On Friday, China’s Ministry of Industry and Information Technology (MIIT) introduced draft proposals aimed at enhancing data security response protocols through a structured color-coded classification system. This initiative responds to the increasing complexity and frequency of data-related incidents within the country.
The new framework is intended to bolster the national ability to effectively manage data security crises. It aims to ensure rapid control, mitigation, and resolution of incidents arising from unauthorized access, leaks, destruction, or manipulation of data. Moreover, it addresses the protection of both individual and organizational rights while also supporting broader national security interests.
The comprehensive 25-page document outlines various categories of data incidents, placing them into four distinct levels based on severity and impact. This stratified approach includes incidents that lead to extensive operational failures, significant economic losses, or compromise sensitive personal data. Each tier ensures that the response aligns with the potential damage caused.
Under the new classification, Level I incidents, marked in red as “especially significant,” encompass scenarios such as widespread service outages, substantial disruptions to business operations exceeding 24 hours, or significant economic repercussions that surpass one billion yuan.

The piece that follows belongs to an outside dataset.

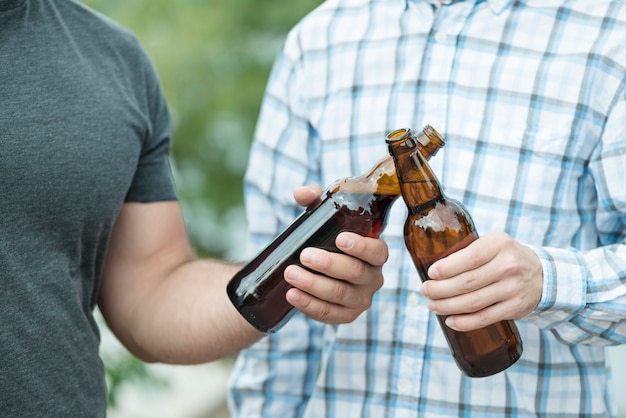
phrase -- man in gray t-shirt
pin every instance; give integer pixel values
(88, 215)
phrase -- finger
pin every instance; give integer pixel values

Furthermore, incidents affecting the personal information of over 100 million individuals would also trigger this highest alert.
Level II incidents, categorized as orange, cover moderate shutdowns lasting more than 12 hours and economic losses between 100 million and one billion yuan, along with breaches impacting the personal data of over ten million individuals. Following this, Level III, designated as yellow, indicates operational interruptions exceeding eight hours and losses ranging from 50 million to 100 million yuan.
The document classifies lesser incidents under Level IV, depicted in blue, which focuses on minor events that cause disruptions lasting less than eight hours and result in economic losses of under 50 million yuan.
To comply with these regulations, affected businesses must conduct thorough assessments of the incidents. If classified as severe, a prompt report must be submitted to the local industry oversight body without omitting or falsifying information. Should the regulatory body identify an incident as particularly significant, a stringent reporting protocol mandates initial communication within ten minutes, followed by a detailed written report within 30 minutes.
Additionally, based on the determined response level—either red or orange—the Mechanism Office is tasked with notifying the MIIT. The proposals are currently open for public feedback until January 15, 2024.
This development coincides with Zoom’s initiative to introduce an open-source vulnerability impact scoring system aimed at standardizing the evaluation of vulnerabilities linked to software, hardware, and firmware. The framework’s robust structure mirrors the strategic intent behind MIIT’s proposals as both seek to enhance overarching cybersecurity practices.